Here Siggi lapsed into a reflective silence, causing Tzonov to inquire, “Well?”
“Um?” She gave herself a shake, which was more a shudder. “Oh, yes! Well, Nathan told me a great deal about the Wamphyri. And also that you would be a fool to ignore his warning: which is that only a lunatic would attempt to invade Wamphyri territory. He knows our plans, do you see? Plucked from your mind while you were trying to read his!”
“Huh!” Tzonov grunted. “A ‘taint’ of the Wamphyri, do you suppose? Or something he got from his father?”
Despite that Tzonov wasn’t able to see her, Siggi shook her head. “Nathan knows nothing about that. Or rather, he knew nothing about it, not for certain, until he read it in Trask’s mind. As far as he was concerned his father was Szgany, a Traveller called Hzak Kiklu, who was fatally wounded by a Wamphyri weapon before Nathan was bor
n. He did have certain suspicions, though, which our various thoughts have confirmed. But it does seem to be a pure coincidence that he is the one who has come through the Gate.”

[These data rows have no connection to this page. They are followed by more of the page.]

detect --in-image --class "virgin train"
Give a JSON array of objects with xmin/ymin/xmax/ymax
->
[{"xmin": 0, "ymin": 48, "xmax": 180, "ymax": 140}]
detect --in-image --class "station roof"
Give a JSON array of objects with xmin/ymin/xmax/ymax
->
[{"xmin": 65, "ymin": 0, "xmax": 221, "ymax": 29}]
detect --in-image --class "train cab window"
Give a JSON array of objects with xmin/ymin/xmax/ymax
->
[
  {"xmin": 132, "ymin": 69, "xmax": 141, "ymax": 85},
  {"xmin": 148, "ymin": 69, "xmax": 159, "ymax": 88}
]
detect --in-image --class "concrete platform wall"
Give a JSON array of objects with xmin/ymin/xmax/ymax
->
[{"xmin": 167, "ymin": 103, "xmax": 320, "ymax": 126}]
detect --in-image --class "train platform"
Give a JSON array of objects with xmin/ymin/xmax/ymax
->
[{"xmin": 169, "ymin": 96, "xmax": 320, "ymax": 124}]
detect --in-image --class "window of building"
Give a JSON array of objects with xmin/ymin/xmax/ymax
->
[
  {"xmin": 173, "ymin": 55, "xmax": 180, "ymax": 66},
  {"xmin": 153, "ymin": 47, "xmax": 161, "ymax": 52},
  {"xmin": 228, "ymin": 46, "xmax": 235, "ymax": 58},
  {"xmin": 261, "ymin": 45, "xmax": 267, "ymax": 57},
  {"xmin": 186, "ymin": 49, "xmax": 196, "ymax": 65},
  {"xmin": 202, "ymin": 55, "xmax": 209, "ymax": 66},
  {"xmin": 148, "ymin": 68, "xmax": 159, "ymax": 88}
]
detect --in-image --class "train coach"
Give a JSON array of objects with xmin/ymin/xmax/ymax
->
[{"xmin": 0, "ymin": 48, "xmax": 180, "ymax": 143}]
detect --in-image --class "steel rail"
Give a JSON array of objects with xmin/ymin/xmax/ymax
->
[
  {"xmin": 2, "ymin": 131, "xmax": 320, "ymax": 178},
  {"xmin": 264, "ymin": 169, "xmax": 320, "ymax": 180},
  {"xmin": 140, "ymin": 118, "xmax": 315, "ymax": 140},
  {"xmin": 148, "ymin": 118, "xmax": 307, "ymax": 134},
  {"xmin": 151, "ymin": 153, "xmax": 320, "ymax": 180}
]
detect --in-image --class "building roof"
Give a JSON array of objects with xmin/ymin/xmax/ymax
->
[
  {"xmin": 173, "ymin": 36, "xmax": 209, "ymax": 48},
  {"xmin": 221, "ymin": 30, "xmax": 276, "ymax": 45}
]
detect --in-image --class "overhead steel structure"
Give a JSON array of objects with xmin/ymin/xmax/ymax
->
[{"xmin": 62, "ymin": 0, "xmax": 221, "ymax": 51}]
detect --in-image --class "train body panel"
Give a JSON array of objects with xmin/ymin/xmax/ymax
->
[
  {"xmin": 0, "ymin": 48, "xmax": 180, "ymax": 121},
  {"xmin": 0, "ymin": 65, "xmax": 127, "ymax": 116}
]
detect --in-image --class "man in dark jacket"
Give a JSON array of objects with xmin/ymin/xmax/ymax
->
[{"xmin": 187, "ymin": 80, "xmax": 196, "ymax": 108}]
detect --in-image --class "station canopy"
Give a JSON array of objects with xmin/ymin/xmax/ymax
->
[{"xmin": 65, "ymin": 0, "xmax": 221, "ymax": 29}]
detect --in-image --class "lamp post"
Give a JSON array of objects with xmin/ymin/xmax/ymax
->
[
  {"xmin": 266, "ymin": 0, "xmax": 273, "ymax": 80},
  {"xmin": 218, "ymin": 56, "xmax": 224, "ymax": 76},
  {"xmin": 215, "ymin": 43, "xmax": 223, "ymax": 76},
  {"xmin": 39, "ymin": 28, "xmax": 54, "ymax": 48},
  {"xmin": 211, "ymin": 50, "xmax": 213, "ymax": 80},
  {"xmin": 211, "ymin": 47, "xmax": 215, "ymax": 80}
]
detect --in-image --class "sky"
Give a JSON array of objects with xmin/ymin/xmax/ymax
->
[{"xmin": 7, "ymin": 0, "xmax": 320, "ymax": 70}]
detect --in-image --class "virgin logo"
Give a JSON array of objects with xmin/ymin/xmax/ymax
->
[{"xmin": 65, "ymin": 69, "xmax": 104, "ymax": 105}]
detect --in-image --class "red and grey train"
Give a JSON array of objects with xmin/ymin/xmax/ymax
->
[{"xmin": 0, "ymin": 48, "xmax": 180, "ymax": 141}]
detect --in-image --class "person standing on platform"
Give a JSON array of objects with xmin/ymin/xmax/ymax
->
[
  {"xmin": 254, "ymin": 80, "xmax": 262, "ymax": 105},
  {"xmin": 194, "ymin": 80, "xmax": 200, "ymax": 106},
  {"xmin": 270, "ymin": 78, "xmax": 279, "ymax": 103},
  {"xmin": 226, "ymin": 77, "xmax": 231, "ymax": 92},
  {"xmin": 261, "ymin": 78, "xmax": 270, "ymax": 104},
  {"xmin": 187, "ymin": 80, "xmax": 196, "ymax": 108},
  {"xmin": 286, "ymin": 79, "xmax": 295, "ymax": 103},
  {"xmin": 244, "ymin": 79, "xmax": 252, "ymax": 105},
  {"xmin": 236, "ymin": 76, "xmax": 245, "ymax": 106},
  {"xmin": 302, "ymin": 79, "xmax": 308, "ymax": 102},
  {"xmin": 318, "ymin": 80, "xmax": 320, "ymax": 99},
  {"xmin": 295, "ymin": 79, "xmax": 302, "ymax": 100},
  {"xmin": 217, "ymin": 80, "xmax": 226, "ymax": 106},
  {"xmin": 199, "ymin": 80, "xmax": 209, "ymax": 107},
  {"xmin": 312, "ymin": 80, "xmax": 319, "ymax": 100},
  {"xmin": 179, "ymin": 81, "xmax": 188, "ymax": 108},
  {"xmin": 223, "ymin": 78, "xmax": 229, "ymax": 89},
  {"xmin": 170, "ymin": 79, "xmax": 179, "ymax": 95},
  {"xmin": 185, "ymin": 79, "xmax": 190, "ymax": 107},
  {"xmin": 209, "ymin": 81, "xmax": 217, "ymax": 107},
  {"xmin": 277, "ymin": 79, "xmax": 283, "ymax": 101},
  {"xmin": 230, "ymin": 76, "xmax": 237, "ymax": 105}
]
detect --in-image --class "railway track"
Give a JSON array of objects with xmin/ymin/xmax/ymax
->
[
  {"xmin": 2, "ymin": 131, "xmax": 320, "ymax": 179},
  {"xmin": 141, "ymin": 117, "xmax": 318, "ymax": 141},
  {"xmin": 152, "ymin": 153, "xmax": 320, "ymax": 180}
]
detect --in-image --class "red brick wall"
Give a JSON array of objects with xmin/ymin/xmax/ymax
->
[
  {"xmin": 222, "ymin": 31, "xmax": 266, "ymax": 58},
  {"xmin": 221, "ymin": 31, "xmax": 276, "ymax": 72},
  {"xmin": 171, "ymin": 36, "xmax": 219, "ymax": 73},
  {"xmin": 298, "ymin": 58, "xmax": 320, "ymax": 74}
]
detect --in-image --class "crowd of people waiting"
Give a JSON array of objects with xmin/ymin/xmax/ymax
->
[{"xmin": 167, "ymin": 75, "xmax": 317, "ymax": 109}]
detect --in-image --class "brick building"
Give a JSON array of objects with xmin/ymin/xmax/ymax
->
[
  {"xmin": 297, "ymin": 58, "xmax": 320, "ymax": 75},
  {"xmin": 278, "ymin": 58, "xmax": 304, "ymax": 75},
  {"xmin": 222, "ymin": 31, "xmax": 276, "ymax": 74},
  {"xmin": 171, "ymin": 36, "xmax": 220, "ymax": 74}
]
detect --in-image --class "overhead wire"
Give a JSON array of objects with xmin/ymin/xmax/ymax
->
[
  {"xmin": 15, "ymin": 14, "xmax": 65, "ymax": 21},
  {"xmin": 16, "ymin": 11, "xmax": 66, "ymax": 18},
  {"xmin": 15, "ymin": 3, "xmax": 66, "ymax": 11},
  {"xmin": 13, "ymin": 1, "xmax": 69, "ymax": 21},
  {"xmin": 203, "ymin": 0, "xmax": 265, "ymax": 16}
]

“And how did that come about?”
“It seems to have been his punishment for something, some crime which he couldn’t quite specify. But a crime against the Wamphyri! And so he was cast out of his own world into hell—into the hell-lands Gate—from which no one has ever returned.”
“Well, that’s true enough,” Tzonov answered. “Except for the other Gate in Romania, it’s a one-way system. So … tell me more about the Wamphyri. Why do you hesitate?”

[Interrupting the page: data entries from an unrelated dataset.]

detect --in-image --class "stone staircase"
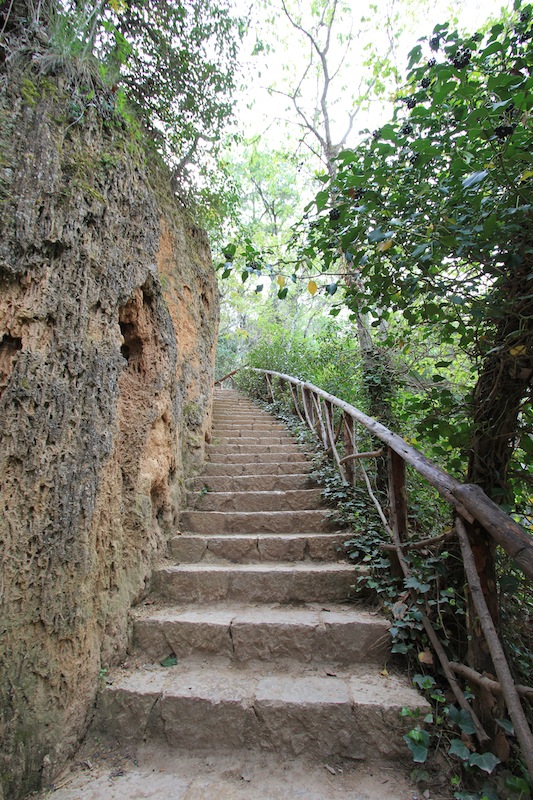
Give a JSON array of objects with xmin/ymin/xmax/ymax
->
[{"xmin": 91, "ymin": 388, "xmax": 428, "ymax": 777}]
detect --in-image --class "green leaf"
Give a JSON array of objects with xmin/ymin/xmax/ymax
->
[
  {"xmin": 495, "ymin": 718, "xmax": 514, "ymax": 734},
  {"xmin": 316, "ymin": 190, "xmax": 329, "ymax": 211},
  {"xmin": 462, "ymin": 171, "xmax": 488, "ymax": 189},
  {"xmin": 403, "ymin": 729, "xmax": 430, "ymax": 763},
  {"xmin": 221, "ymin": 268, "xmax": 231, "ymax": 279},
  {"xmin": 412, "ymin": 243, "xmax": 429, "ymax": 259},
  {"xmin": 391, "ymin": 642, "xmax": 409, "ymax": 654},
  {"xmin": 223, "ymin": 243, "xmax": 237, "ymax": 260},
  {"xmin": 468, "ymin": 752, "xmax": 500, "ymax": 774},
  {"xmin": 160, "ymin": 655, "xmax": 177, "ymax": 667},
  {"xmin": 413, "ymin": 674, "xmax": 436, "ymax": 690},
  {"xmin": 405, "ymin": 576, "xmax": 431, "ymax": 593},
  {"xmin": 407, "ymin": 44, "xmax": 423, "ymax": 69},
  {"xmin": 449, "ymin": 739, "xmax": 470, "ymax": 760},
  {"xmin": 448, "ymin": 706, "xmax": 476, "ymax": 735},
  {"xmin": 337, "ymin": 150, "xmax": 357, "ymax": 164},
  {"xmin": 277, "ymin": 287, "xmax": 288, "ymax": 299},
  {"xmin": 368, "ymin": 227, "xmax": 394, "ymax": 243}
]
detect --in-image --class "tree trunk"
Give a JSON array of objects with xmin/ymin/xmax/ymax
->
[{"xmin": 465, "ymin": 244, "xmax": 533, "ymax": 674}]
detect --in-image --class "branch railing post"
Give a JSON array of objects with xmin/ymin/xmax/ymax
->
[
  {"xmin": 290, "ymin": 382, "xmax": 306, "ymax": 424},
  {"xmin": 387, "ymin": 447, "xmax": 409, "ymax": 578},
  {"xmin": 301, "ymin": 386, "xmax": 315, "ymax": 432},
  {"xmin": 343, "ymin": 413, "xmax": 356, "ymax": 484},
  {"xmin": 265, "ymin": 372, "xmax": 275, "ymax": 403},
  {"xmin": 387, "ymin": 447, "xmax": 408, "ymax": 545},
  {"xmin": 312, "ymin": 394, "xmax": 328, "ymax": 450}
]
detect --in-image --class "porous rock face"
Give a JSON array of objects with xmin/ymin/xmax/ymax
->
[{"xmin": 0, "ymin": 68, "xmax": 218, "ymax": 799}]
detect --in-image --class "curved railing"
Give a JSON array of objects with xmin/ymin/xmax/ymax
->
[{"xmin": 215, "ymin": 366, "xmax": 533, "ymax": 776}]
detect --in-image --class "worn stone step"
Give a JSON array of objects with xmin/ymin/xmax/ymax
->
[
  {"xmin": 153, "ymin": 562, "xmax": 356, "ymax": 603},
  {"xmin": 186, "ymin": 489, "xmax": 323, "ymax": 513},
  {"xmin": 207, "ymin": 451, "xmax": 310, "ymax": 464},
  {"xmin": 213, "ymin": 412, "xmax": 272, "ymax": 417},
  {"xmin": 207, "ymin": 443, "xmax": 301, "ymax": 456},
  {"xmin": 94, "ymin": 663, "xmax": 429, "ymax": 758},
  {"xmin": 213, "ymin": 410, "xmax": 268, "ymax": 417},
  {"xmin": 211, "ymin": 434, "xmax": 293, "ymax": 445},
  {"xmin": 131, "ymin": 602, "xmax": 390, "ymax": 664},
  {"xmin": 37, "ymin": 747, "xmax": 420, "ymax": 800},
  {"xmin": 202, "ymin": 461, "xmax": 313, "ymax": 477},
  {"xmin": 186, "ymin": 474, "xmax": 314, "ymax": 493},
  {"xmin": 211, "ymin": 424, "xmax": 283, "ymax": 433},
  {"xmin": 180, "ymin": 509, "xmax": 332, "ymax": 534},
  {"xmin": 170, "ymin": 532, "xmax": 346, "ymax": 563},
  {"xmin": 212, "ymin": 429, "xmax": 288, "ymax": 438}
]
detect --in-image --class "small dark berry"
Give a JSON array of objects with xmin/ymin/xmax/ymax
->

Because you can’t see in my mind what I saw in his. Nor will you ever, because I’m not going to let you into my mind again. And if you could see what Nathan showed me, then you wouldn’t want to see it! But out loud she only said, “Because it’s gruesome.”
“Tell me anyway.”
“Very well …” She decided not to elaborate, and after a moment:
“The contagious bite of the vampire is rarely fatal; on the contrary, for after the—what, transfusion?—the victim’s blood mutates and his longevity is assured. Or it would be if he were left to develop to his full. But as a fledgling vampire he’s now a thrall, in thrall to whichever monster occasioned the change in him. And of course, once a man is taken by the plague he can’t stay on Sunside but must make his way to the safety of Starside and the aerie of his master.

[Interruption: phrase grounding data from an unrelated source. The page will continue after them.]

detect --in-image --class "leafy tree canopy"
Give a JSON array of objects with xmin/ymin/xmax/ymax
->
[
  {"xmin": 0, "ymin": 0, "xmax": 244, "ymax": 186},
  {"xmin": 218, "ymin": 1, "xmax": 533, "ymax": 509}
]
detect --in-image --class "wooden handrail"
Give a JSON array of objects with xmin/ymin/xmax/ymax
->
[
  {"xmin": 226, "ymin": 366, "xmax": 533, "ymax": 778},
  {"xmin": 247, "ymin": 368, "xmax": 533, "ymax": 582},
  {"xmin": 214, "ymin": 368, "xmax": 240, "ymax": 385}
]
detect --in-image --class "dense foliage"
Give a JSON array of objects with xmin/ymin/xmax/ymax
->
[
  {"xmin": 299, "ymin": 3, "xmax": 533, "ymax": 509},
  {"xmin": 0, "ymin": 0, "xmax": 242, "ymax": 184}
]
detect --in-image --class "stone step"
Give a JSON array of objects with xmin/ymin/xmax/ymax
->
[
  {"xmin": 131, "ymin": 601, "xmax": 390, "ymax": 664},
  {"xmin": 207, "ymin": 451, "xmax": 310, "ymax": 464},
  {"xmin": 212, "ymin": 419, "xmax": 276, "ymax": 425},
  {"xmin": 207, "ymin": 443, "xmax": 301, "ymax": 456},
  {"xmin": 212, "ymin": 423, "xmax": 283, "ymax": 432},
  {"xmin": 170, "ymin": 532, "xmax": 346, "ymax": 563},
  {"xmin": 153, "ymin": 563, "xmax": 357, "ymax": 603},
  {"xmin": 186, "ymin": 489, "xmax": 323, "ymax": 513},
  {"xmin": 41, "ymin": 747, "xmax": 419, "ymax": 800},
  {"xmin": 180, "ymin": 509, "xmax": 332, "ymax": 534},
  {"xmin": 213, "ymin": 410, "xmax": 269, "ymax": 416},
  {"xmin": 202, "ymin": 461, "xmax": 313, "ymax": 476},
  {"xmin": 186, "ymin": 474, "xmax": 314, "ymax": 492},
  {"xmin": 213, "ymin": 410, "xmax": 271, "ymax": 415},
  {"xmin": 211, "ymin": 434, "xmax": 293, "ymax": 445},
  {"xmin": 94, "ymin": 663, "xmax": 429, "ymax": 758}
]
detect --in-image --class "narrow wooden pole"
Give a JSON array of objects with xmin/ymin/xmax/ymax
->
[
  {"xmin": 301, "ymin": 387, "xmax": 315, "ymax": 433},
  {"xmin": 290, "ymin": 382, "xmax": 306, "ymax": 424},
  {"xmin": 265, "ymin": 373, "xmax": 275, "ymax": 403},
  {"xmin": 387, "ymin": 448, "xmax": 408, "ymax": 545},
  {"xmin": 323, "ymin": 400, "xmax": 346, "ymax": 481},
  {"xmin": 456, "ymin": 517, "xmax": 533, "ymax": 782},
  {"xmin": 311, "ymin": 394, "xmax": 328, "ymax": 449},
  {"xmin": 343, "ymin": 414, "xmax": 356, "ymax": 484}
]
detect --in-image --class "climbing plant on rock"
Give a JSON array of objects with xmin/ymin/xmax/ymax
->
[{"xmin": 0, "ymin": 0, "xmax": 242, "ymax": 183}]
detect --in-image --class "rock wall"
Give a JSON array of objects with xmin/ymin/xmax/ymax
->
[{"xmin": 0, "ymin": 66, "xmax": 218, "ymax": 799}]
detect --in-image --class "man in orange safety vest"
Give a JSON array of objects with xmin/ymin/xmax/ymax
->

“In Starside, as a thrall, his fate could be one of many, none of them pleasant. His flesh, blood, even his bones could be required for the ‘provisioning’ of the aerie. Drained of all life-sustaining fluids and truly dead, his body could be dried out, ground down, and mixed with coarse grains as an ingredient of the meal which the Wamphyri Lords feed to their flyers, warriors, and other creatures.